El Tribunal Constitucional (TC) revisará el próximo miércoles 18 la demanda competencial que presentó el Gobierno del expresidente Martín Vizcarra hace aproximadamente dos meses para que se pronuncie sobre la potestad que tendría el Congreso de la República de removerlo del cargo como jefe de Estado por “incapacidad moral permanente”. Dicha convocatoria se confirmó horas después de que la Procuraduría del Congreso solicitó al TC declararla infundada.
Pero hay una jugada por la que se puede inclinar el Gobierno de transición a cargo del presidente Manuel Merino y la reciente nombrada ministra de Justicia, Delia Muñoz, el de suspender dicha demanda competencial.
Para el exmiembro del TC, Ernesto Álvarez, sí es posible esta medida. “El procurador ha sido citado para el día de la audiencia y podría no ir, inclusive desistir de la demanda y ser archivada”.
El Tribunal Constitucional ya citó a ambos poderes del Estado para la audiencia pública, donde se verán los informes de los abogados de cada una de las partes. De llevarse a cabo la demanda, la sentencia puede ser emitida en algunos días, semanas o meses.

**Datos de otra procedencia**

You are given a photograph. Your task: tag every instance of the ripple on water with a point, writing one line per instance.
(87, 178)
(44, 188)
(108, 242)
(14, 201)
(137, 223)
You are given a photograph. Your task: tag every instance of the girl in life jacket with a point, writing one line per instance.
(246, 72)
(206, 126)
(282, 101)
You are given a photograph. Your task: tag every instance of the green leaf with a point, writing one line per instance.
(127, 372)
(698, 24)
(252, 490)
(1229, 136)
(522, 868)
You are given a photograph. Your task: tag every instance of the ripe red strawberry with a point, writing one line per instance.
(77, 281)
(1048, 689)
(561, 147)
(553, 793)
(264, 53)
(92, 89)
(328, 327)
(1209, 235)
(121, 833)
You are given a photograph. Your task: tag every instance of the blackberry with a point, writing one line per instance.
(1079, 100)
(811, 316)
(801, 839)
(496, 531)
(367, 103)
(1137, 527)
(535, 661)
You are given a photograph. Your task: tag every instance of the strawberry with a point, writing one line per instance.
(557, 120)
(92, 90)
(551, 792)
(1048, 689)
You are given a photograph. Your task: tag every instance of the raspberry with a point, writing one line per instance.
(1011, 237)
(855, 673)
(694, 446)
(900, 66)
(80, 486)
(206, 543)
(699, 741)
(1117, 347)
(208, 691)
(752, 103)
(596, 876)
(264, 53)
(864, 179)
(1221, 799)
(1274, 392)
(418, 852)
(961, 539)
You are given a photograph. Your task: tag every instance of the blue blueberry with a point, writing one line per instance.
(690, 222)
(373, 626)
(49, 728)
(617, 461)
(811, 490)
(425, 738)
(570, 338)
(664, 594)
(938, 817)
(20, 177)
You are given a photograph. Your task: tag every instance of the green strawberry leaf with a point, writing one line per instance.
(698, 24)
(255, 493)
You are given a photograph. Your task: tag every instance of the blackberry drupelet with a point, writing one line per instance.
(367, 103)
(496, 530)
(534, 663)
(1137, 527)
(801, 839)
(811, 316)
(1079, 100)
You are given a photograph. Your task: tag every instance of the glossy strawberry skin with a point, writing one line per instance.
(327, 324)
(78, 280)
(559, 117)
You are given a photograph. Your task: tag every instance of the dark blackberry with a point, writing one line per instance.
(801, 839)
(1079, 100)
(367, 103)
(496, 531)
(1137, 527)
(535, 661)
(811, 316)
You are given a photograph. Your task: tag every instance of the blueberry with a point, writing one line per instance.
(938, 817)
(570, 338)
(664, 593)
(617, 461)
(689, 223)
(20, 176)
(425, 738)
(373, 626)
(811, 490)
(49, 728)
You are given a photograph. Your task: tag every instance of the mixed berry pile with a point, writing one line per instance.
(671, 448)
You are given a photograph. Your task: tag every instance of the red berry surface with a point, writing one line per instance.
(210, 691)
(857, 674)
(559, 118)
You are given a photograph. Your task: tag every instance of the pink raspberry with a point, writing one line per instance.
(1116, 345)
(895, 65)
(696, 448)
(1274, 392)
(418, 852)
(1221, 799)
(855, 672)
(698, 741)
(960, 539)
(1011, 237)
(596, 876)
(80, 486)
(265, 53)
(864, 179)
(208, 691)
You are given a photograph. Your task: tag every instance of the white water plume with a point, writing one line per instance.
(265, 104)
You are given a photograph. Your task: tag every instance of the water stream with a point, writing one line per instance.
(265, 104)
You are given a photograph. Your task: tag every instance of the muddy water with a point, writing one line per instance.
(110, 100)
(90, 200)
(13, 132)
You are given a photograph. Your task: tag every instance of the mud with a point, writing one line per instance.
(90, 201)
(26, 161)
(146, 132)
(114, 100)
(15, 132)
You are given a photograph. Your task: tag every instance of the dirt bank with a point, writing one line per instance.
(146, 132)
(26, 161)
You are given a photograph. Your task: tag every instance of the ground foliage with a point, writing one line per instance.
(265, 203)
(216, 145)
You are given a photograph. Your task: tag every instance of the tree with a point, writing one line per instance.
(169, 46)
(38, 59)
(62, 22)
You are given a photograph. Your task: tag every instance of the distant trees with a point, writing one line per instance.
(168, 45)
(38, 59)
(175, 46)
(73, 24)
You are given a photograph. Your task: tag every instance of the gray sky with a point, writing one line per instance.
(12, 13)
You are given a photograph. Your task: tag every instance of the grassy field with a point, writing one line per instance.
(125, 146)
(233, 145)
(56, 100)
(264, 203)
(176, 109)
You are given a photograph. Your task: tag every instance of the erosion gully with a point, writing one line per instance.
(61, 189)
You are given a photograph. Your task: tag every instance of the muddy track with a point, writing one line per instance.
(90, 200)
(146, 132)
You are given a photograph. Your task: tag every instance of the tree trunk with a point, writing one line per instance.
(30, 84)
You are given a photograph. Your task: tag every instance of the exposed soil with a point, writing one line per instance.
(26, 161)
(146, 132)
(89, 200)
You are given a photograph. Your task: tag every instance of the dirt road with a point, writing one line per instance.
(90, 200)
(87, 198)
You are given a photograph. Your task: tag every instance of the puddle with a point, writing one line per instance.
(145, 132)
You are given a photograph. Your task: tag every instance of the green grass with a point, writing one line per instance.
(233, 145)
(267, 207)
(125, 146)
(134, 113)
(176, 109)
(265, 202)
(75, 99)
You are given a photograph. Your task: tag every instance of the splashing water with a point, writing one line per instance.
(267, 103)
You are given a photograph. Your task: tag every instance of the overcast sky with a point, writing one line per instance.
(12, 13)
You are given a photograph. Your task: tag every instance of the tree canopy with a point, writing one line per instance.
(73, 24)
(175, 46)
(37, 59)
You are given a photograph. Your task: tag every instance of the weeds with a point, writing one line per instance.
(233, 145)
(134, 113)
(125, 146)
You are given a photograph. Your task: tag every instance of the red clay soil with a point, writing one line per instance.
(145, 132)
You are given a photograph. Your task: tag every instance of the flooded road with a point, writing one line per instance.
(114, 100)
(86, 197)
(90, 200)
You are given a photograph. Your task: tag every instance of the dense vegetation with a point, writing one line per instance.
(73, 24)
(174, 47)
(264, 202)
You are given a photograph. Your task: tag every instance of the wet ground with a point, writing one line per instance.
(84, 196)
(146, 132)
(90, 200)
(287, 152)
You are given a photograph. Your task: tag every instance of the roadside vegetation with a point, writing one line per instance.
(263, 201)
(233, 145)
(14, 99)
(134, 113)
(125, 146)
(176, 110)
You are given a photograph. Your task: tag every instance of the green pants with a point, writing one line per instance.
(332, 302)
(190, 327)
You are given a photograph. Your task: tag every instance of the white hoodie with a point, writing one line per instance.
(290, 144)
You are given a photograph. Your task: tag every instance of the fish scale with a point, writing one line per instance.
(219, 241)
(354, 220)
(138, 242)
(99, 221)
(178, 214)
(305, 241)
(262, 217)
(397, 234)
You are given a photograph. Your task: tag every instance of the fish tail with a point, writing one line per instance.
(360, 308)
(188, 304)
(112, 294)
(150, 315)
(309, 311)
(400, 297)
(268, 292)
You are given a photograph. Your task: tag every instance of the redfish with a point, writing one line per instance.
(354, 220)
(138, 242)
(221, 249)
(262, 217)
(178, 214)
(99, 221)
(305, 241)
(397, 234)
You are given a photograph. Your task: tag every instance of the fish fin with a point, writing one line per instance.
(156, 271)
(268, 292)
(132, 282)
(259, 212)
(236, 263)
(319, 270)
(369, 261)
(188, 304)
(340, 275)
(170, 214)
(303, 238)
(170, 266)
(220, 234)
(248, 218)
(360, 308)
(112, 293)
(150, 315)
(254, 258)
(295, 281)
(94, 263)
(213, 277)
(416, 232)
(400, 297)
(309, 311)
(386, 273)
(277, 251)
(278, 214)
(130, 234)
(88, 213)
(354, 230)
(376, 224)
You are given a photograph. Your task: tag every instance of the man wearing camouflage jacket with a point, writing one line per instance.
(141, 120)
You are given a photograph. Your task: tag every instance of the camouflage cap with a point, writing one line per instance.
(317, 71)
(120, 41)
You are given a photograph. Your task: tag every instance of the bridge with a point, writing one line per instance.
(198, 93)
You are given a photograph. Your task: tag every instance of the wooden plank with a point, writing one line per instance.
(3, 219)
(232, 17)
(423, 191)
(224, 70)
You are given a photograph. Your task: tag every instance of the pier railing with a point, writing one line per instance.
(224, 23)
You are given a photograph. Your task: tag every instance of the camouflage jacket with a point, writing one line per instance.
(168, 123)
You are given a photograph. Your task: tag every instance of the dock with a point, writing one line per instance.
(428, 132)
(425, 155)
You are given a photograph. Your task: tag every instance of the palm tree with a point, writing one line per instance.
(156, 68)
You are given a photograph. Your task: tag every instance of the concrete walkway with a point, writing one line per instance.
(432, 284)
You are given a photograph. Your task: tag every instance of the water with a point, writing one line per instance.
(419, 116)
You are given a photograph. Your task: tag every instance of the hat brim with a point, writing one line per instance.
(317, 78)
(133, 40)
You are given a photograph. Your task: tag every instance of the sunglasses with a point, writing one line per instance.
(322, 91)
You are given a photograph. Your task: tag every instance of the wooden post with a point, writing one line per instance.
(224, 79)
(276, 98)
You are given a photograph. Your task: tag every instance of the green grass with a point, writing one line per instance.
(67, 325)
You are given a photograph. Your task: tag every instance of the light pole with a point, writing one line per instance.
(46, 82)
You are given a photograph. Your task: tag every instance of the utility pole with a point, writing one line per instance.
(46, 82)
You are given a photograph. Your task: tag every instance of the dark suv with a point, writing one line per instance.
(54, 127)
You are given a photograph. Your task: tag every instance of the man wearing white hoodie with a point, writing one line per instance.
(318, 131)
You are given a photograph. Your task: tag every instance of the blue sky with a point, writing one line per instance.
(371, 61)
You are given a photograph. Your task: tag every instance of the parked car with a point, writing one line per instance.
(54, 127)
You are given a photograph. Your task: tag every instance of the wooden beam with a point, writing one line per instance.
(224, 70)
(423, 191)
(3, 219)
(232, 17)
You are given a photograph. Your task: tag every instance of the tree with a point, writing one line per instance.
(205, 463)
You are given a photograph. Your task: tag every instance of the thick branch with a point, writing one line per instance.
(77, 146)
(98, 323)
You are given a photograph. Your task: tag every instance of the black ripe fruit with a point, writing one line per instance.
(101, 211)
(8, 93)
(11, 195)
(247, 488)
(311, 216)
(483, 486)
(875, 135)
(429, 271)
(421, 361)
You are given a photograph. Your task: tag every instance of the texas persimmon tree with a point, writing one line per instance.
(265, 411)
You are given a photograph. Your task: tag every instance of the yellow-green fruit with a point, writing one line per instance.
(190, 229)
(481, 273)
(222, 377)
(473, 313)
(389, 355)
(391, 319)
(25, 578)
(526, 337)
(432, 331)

Además, señaló que aún es posible que el expresidente Martín Vizcarra pueda presentar un pedido de amparo, pero ante un juez en el Poder Judicial y luego de unos seis u ocho meses recién pasaría al Tribunal Constitucional. “Podría todavía presentar una demanda de amparo hasta 60 días de cometido la afectación, pero no tendría mayor efecto inmediato, además no lo podría restituir en la presidencia”, dijo.
Ante el pedido de la Organización de Estados Americanos (OEA) para que el TC se pronuncie acerca de la vacancia, señaló que hay cierto desconocimiento de parte del organismo. “No puede pronunciarse, porque en principio el TC no absuelve consultas, solamente se pronuncia entorno a procesos y si no hay proceso sobre la colaboración eficaz y de los chats entregados no puede pronunciarse el tribunal”, indica Álvarez.
Mientras tanto, el Procurador del Congreso Manuel Peña ha solicitado “la inmediata inhibición y apartamiento” del proceso de Marianella Ledesma, presidenta del TC, al considerar que afectó gravemente la imparcialidad del cargo al adelantar, en una entrevista periodística, una posición negativa sobre los pedidos de vacancia.